First Keith Haring Mural to Go to Auction Fetches $3.8M at Bonhams
Keith Haring, “Untitled (The Church of the Ascension Grace House Mural)” (c.1983/84) (image courtesy Bonhams)

Keith Haring’s 85-foot mural “Untitled (The Church of the Ascension Grace House Mural)” (c.1983/84) achieved $3,860,075 at Bonhams Post-War & Contemporary Art sale on November 13. It was the first Haring mural ever to come to auction and it was originally painted in the stairwell of Grace House, a former convent and home of the Catholic Youth Organization in Manhattan. Other highlights from the sale include Helen Frankenthaler’s “Mica” (1981), which sold for $487,575; Louise Nevelson’s “Rain Forest Column XVIII” (1962), which sold for $225,075; and Sam Francis’s “Of the Rope Star (SFF:636)” (1973–1974), which sold for $237,575. The sale achieved a total of $6,626,300.

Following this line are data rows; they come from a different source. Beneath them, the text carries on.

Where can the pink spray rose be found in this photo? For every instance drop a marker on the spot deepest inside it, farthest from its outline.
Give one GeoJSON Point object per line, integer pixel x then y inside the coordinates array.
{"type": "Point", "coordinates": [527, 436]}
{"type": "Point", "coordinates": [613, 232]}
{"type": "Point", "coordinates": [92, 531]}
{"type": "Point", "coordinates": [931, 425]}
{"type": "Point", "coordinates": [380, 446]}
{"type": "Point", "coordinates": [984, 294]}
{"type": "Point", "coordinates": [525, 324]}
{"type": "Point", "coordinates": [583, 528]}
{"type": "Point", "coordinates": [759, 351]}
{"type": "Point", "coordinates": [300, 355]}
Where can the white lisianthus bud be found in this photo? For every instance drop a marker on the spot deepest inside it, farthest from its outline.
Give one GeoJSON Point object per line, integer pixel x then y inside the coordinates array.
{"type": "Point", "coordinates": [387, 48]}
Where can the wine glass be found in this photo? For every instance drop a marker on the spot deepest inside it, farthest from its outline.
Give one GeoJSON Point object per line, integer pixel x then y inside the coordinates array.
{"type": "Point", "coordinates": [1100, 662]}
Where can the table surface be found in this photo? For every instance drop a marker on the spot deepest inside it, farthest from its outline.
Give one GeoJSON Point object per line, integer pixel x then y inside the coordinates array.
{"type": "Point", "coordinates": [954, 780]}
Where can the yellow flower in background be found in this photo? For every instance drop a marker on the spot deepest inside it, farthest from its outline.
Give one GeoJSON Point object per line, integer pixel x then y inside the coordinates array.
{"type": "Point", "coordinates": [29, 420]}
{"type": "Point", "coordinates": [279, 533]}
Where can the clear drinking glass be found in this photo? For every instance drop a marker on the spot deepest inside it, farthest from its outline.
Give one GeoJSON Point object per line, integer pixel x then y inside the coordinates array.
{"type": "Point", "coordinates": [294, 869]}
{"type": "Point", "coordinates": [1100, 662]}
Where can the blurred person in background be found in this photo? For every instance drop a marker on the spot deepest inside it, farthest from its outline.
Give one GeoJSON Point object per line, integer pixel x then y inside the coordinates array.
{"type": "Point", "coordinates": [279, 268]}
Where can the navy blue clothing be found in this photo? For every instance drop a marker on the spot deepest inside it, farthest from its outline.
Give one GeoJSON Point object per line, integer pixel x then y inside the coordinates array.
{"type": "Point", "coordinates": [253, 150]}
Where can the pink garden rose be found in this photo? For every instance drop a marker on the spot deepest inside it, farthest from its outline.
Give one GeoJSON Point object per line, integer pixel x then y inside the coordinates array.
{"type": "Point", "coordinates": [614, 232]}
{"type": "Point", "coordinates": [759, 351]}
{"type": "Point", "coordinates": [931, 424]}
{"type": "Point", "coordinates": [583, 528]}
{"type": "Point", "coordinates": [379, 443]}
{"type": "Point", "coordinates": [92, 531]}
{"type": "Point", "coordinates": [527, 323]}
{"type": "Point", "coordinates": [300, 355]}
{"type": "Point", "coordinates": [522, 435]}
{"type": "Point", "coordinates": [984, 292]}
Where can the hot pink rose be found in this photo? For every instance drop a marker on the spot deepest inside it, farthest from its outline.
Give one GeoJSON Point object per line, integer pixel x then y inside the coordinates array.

Umberto Boccioni, “Unique Forms of Continuity in Space” (conceived in 1913, cast in 1972) (image courtesy Christie’s)

Christie’s Impressionist and Modern Art Evening Sale on November 11 totaled $191,911,500. Among the most surprising results was a surmoulage (please Google that) of Umberto Boccioni’s “Unique Forms of Continuity in Space (Forme uniche della continuità nello spazio)” (1913/1972) which realized $16.2M at auction, far exceeding its $3.8M–$4.5M estimate. René Magritte’s “Le seize septembre” (1957) sold for $19,570,000.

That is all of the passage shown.